Although Hamlet is full of puns, these lines uttered by the First Clown show that Shakespeare is at his best when it comes to word play. If you read carefully, you find that the clown has used will, nill, good, water, drown, life, and death in a way that they all seem to contain some metaphysical quibblings and questions that are very hard to answer. In a way, they are also amusing that such a person could use words in such a way that they create serious concern as well as laughter.
Rhyme PUNishment from Adventures Word Play by Brian P. Clearly
“Jamaica Sandwich?” Grandma asked,
and I replied, “I ate
some Chile from a China bowl
and Turkey from a plate.
Although these four verses by Brian Clearly show the use of different words in a different way, they also show a very interesting truth about different countries how they are named after things and things are named after them.

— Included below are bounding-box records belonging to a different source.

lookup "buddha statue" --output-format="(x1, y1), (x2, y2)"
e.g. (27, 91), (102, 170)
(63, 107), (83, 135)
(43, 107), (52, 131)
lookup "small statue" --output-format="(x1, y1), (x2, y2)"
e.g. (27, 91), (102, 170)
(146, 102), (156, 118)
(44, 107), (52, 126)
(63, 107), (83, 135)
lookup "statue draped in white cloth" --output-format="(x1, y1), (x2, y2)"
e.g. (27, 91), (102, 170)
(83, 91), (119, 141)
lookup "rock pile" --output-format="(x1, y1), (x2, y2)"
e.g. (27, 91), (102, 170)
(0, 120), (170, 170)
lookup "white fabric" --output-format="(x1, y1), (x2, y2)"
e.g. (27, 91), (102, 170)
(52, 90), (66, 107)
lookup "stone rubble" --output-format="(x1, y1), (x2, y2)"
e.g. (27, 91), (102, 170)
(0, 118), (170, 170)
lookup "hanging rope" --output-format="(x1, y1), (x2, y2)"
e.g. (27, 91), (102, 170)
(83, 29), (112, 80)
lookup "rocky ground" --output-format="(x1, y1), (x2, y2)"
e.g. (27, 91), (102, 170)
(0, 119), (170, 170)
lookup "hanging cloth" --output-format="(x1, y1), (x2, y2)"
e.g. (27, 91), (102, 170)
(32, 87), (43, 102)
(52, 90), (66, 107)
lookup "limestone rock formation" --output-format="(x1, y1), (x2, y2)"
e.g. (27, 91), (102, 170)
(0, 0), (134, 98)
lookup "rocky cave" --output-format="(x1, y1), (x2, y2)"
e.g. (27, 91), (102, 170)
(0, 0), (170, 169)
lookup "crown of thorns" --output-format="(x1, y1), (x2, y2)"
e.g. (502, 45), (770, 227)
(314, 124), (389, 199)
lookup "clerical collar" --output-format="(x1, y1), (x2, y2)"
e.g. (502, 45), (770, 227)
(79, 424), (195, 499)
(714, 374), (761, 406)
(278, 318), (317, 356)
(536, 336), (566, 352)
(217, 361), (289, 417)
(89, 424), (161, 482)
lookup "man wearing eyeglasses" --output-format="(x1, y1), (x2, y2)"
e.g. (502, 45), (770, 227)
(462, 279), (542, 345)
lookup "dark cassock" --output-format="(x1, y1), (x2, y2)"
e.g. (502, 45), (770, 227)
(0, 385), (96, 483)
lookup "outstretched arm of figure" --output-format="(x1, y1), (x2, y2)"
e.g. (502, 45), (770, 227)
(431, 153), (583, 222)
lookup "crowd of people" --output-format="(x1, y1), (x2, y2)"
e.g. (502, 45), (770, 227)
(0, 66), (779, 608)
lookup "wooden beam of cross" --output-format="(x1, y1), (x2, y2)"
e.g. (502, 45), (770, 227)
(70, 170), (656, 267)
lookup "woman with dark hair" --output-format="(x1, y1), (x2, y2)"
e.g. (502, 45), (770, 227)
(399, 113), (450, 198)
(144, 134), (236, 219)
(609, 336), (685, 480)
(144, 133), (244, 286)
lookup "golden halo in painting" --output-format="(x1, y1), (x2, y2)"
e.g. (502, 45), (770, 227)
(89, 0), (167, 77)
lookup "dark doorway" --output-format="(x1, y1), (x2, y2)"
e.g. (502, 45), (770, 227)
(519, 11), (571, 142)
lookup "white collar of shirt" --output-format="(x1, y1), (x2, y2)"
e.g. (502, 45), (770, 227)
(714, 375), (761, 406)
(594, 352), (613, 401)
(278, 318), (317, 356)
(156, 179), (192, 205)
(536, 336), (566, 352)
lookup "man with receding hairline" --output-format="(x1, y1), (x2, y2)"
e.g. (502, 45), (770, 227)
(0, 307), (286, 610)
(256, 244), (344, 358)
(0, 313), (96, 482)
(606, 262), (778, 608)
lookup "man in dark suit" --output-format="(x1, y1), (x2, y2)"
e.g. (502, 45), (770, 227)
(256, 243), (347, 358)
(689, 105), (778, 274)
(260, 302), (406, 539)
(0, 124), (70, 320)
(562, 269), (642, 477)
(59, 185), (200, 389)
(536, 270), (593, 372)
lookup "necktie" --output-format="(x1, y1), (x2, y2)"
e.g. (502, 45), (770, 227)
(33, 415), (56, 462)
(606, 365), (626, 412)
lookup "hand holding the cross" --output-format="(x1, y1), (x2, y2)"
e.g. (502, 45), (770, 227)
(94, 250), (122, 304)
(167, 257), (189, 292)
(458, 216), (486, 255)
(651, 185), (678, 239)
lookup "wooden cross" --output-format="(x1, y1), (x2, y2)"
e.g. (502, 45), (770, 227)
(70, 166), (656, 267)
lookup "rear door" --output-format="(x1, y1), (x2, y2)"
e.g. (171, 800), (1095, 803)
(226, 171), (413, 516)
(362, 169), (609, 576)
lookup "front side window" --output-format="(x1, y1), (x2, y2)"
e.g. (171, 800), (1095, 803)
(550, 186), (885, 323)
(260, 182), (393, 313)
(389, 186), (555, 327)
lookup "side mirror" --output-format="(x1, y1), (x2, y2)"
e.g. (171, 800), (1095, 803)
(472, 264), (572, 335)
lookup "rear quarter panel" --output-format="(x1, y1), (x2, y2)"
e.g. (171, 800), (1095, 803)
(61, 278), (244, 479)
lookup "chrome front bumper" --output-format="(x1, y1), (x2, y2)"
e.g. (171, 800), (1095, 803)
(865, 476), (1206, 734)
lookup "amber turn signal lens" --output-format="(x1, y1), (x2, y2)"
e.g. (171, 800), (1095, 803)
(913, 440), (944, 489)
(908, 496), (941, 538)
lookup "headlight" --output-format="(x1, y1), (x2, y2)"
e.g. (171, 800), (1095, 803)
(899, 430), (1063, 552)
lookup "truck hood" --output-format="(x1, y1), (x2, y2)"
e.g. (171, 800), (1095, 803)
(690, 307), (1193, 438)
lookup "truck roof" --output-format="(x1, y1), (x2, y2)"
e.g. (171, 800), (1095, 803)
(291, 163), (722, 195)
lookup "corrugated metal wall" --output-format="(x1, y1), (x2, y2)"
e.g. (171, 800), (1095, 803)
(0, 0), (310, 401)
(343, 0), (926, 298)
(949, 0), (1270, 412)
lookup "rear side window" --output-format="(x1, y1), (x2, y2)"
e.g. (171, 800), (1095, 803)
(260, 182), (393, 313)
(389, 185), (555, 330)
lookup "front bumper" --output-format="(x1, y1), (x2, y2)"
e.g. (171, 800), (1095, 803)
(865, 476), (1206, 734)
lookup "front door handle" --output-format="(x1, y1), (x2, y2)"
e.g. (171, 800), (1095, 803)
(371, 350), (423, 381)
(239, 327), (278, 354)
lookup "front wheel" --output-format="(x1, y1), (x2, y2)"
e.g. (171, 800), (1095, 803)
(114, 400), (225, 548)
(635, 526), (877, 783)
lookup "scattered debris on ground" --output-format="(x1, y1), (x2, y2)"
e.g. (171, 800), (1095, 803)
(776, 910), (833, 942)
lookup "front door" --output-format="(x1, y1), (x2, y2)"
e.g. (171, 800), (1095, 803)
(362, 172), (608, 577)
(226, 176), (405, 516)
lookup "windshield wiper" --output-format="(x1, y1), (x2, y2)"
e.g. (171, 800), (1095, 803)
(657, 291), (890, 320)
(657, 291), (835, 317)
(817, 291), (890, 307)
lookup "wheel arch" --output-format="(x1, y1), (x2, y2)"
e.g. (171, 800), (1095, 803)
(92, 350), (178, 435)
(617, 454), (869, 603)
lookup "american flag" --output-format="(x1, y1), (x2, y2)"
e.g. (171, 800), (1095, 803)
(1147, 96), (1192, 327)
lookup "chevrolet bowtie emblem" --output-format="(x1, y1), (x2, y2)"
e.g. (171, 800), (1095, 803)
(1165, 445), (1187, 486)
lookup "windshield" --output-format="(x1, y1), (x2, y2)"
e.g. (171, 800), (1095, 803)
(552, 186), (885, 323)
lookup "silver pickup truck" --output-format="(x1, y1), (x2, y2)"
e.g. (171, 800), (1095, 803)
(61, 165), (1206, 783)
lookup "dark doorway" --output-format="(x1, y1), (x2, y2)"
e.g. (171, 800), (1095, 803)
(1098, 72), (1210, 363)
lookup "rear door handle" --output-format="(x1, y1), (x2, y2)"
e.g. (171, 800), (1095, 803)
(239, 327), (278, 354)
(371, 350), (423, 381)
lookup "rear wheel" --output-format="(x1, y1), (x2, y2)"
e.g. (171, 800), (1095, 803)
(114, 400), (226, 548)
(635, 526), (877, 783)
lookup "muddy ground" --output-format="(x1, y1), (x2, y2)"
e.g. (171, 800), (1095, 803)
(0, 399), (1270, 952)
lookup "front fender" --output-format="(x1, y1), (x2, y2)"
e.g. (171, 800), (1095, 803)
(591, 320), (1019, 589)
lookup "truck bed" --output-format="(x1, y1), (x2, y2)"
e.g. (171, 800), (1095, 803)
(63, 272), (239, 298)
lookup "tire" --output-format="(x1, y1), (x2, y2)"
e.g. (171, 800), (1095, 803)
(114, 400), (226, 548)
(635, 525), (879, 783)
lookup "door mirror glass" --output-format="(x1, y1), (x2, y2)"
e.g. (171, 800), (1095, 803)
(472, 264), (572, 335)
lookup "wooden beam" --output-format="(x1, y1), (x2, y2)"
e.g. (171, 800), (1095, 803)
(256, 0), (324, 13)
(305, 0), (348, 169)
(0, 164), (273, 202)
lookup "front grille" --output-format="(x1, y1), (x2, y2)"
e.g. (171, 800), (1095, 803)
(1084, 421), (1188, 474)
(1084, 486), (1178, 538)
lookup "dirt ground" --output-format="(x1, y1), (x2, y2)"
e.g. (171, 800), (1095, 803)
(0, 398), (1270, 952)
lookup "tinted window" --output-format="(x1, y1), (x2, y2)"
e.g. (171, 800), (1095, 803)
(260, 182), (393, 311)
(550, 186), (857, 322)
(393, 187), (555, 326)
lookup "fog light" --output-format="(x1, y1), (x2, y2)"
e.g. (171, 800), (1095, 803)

He has used Jamaica, Chile, China, and Turkey for sandwiches, chili, and turkey for foods commonly known and used in the United States as well as across the globe. This is a beautiful wordplay. In fact, this entire book of Brian Clearly comprises different word plays.
Functions of Word Play
Based on different types, a word-play plays different functions. The first function is to create a sort of joke or fun for the readers so that they should enjoy reading such as Wodehouse has shown, using a portmanteau, out-generalled. The second purpose is to create ambiguity to make people feel that the person is different from what he is speaking. Shakespeare has done the same thing in his play, Julius Caesar. The third is to present some universal truths or metaphysical dilemmas to the public to think deeply such as stated by the clown of Hamlet. The fourth is to make children and people have deeper meanings than are universally accepted in some other way. Brian Clearly has done this in his poetry.